Читаем 19 лет полностью

Когда вернулись в избу, отстонался и отдышался хозяин, усадили и нас за стол. Дымилась миска картошки, подрумяненная свекольным квасом квашеная капуста и крупные хрусткие грузди дразнили и видом своим, и запахом, аж заходили наши кадыки. Хозяйка налила из большой бутыли в граненые стаканчики густой желтоватой браги. Сладковатая, с дрожжевым и хмельным духом она пилась как безобидный квас. И после двух стопок голова оставалась ясной, а вот ноги уже не слушались, были как ватные. Хозяйка только посмеивалась над нами. После бани и такого ужина все оттаяли душой,

помягчели и подобрели. Нам постлали на полу кошму, дали две подушки и накрыться — собачью доху. Едва легли — провалились в глубокий сон.
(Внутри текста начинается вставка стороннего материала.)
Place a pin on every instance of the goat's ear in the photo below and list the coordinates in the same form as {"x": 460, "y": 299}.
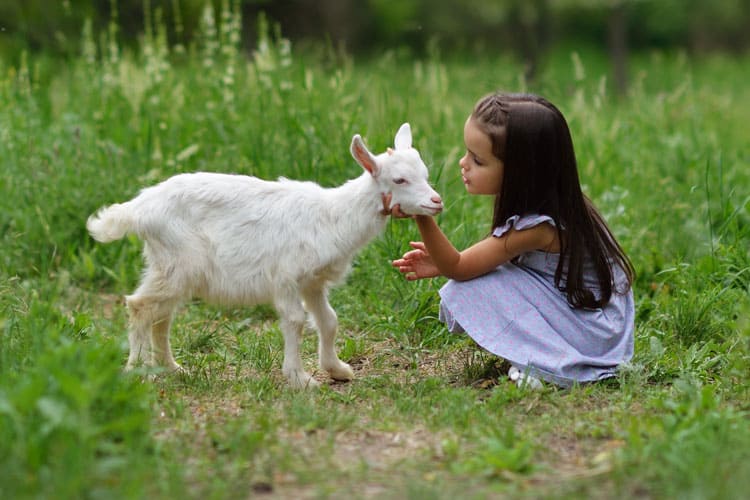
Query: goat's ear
{"x": 363, "y": 156}
{"x": 403, "y": 137}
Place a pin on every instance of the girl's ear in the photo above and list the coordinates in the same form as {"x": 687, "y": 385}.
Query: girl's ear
{"x": 403, "y": 137}
{"x": 363, "y": 156}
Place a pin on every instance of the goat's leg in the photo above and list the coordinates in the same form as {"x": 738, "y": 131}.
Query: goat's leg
{"x": 139, "y": 336}
{"x": 292, "y": 321}
{"x": 326, "y": 321}
{"x": 160, "y": 340}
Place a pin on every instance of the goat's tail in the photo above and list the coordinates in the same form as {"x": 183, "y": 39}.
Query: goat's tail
{"x": 111, "y": 223}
В понедельник нас сосватали на «фатеру» к рыжебородому бондарю и пимокату Архипу Лаврову. Место нам отвели у самых дверей под полатями. Мы сбили козлы и щиток из толстых горбылей, набили большущий мешок свежими стружками. «Вот и барская постель!..» Поутру всё это спальное сооружение выносилось в сени, за день промерзало, и до полуночи мы не могли на нём согреться.
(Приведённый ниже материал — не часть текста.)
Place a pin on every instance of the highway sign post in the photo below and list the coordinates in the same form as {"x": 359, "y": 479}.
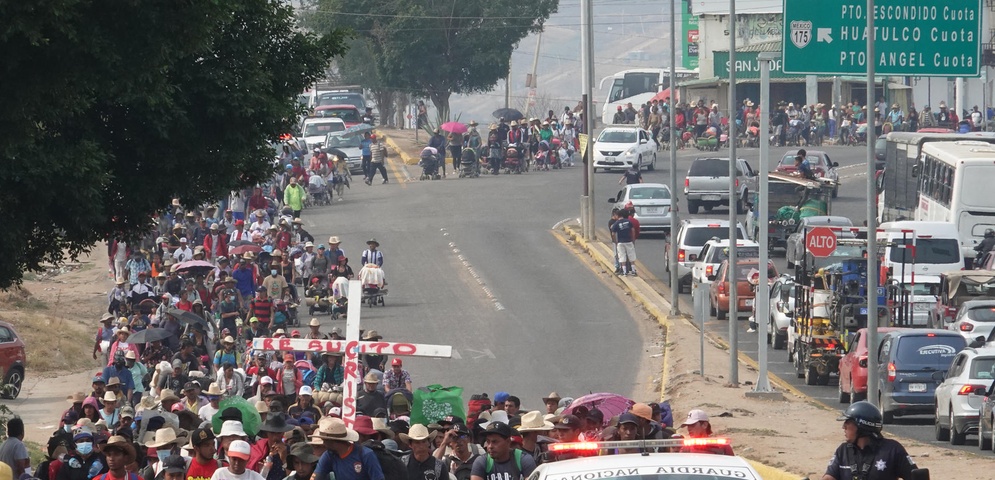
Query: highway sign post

Артель напоминала пресловутые «Рога и копыта». Ею прикрывались, увиливая от работы в колхозе, здоровые мужики — в колхозе работали жены, за что имели большие приусадебные участки и пользовались всеми колхозными привилегиями. Одного они были лишены – права покупать хлеб в магазине, его продавали только рабочим и служащим — согласно постановлению местного сельпо. Хлеб брали мужья-артельщики. Если очередь была большой, а хлеба мало, член правления сельпо, учительница Наталья Ивановна приказывала продавщице: «Уля, ссыльным хлеба не давать!» И мы молча уходили, надеясь на завтра.

Отправляясь в магазин, мы отслеживали ситуацию, чтобы не попасть под запрет. Становились последними, пропускали вперёд пайщиков и, как нищие, терпеливо ждали, перепадёт ли сегодня «полкирпича» хлеба. Когда оставались одни, продавщица сочувственно вздыхала, оглядывалась и резала буханку на двоих.

На работу мы являлись затемно и, пока не рассветет, сидели на верстаках, курили, травили анекдоты, на небольшой плите разогревали клей. Дневной свет пробивался через маленькие заледенелые оконца лишь часам к десяти, и только тогда начинали пошевеливаться артельщики. Одним из мастеров числился глуховатый, с кое-как залатанным неумехой-хирургом синим страшным носом Лёва Останин. А вот жена его, Катя, была красавица. Тонкая, как камышинка, с ангельским личиком и черными, как угольки, немного монгольскими глазками. Она росла сиротой у бабки в соседней деревне. И приехал к ней свататься сердцеед и балагур Гошка вместе с гармонистом Левой Останиным. Парни набрались, напоили и семнадцатилетнюю Катю, и утром проснулась она в объятиях Левы Останина его женой. Поплакала и переехала в его избу, родила четверых мальчишек, была хорошей хозяйкой, заботливой матерью, но печаль и затаённая боль не сходили с её лица.

Лёва считался мастером. Но в артели не было людского инструмента: шипы на царгах нарезали не стамесками, а кухонными ножами. Мастерская выпускала табуретки и неуклюжие канцелярские стулья. А старые мастера распаривали осиновые комли, выдалбливали лёгкие рыбацкие челны. Здесь были и женщины — вдовы, они делали кадушки, дежечки и лохани и за работой обычно пели, неизвестно где услышанные, а может, самими же сочиненные такие щемяще-грустные песни, что в горле у меня стоял ком и непрошено катились слёзы.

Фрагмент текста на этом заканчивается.